Les opérateurs russes, bien que déployés sur les théâtres d’opérations les plus intenses, semblent privilégier une approche de terre brûlée qui, loin d’apaiser, exacerbe la radicalisation des populations locales. Les rapports concernant des violations des droits humains se multiplient, créant un terreau propice au recrutement par les groupes terroristes. Plus grave encore, l’efficacité technique de ces instructeurs est mise en doute par la facilité avec laquelle des convois de l’armée malienne tombent dans des embuscades meurtrières. La Russie, elle-même engagée dans son propre conflit en Europe, peut-elle réellement fournir au Mali l’appui aérien et technologique indispensable pour contrer la grande mobilité du JNIM ? L’incertitude demeure.
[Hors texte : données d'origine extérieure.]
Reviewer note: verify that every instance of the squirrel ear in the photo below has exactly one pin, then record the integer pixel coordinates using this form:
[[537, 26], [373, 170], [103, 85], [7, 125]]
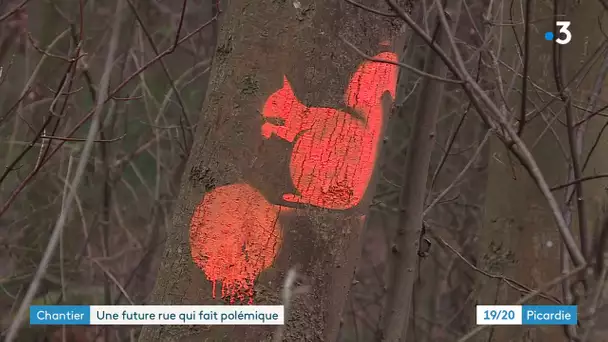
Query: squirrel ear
[[287, 85]]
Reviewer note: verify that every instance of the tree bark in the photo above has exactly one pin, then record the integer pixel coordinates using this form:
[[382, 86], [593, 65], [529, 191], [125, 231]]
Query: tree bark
[[241, 167]]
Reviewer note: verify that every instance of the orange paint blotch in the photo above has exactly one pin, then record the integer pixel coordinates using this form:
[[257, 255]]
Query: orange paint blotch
[[334, 151], [234, 236]]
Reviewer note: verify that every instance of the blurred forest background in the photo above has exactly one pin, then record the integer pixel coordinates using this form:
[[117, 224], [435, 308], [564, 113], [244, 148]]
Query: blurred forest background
[[515, 201]]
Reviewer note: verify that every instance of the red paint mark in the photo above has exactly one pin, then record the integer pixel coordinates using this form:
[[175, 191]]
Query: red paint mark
[[234, 236], [334, 152]]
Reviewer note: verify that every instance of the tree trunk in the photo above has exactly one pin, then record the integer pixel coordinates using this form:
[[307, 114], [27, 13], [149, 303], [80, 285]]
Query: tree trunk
[[277, 178]]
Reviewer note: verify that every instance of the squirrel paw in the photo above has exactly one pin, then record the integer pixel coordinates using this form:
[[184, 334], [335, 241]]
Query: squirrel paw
[[292, 198], [267, 130]]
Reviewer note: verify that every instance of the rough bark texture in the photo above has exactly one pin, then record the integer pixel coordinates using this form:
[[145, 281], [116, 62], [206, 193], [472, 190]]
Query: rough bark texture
[[258, 43]]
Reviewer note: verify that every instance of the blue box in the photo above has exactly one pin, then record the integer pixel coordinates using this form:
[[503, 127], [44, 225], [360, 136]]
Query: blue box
[[60, 315], [549, 315]]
L’isolement diplomatique : un défi supplémentaire pour le Mali
Cette crise sécuritaire s’inscrit dans un contexte d’isolement diplomatique grandissant pour le Mali. En se retirant de la CEDEAO pour former l’Alliance des États du Sahel (AES), Bamako a misé sur une forme d’autarcie sécuritaire. Or, la réalité du terrain est implacable : les frontières sont perméables et le terrorisme ignore les limites nationales.
En se coupant des mécanismes de coopération régionale, le gouvernement malien se prive d’informations cruciales et de soutiens logistiques de la part de ses voisins. Le cumul des postes par le Colonel Goïta est interprété par les capitales voisines comme un raidissement autoritaire qui rend le dialogue encore plus complexe. Le Mali se trouve aujourd’hui dans une position paradoxale : il aspire à affirmer sa souveraineté par la force, mais il n’a jamais semblé aussi dépendant de forces extérieures peu transparentes et d’une chaîne de commandement concentrée entre les mains d’un seul homme.
Le Mali à la croisée des chemins : quel futur face à l’insécurité ?
Le constat est amer pour les populations du Centre et du Nord Mali. Malgré les changements à la tête de l’État et les renversements d’alliances géopolitiques, l’insécurité ne cesse de s’aggraver. Les attaques contre les convois civils et militaires sont devenues quasi quotidiennes.
Le nouveau « Président-Ministre de la Défense » joue une partie à hauts risques. Si la situation sécuritaire ne s’améliore pas rapidement, le mécontentement social, actuellement contenu par une chape de plomb sécuritaire, pourrait bien finir par éclater. L’histoire africaine regorge d’exemples où une concentration excessive du pouvoir a précédé une instabilité majeure.
Pour sortir de l’impasse actuelle, le Mali ne pourra pas éviter une remise en question profonde de sa stratégie globale. La force brute et les alliances mercenaires ont démontré leurs limites. Sans un retour à une gouvernance plus inclusive et une véritable stratégie de réengagement social sur le territoire, l’épée du Colonel Goïta risque de s’émousser rapidement face à la résilience des groupes armés.
L’heure n’est plus à la simple communication de guerre, mais à un réalisme politique urgent. Car au-delà des titres et des uniformes, c’est l’existence même de l’État malien qui se joue sur les sables mouvants du Nord.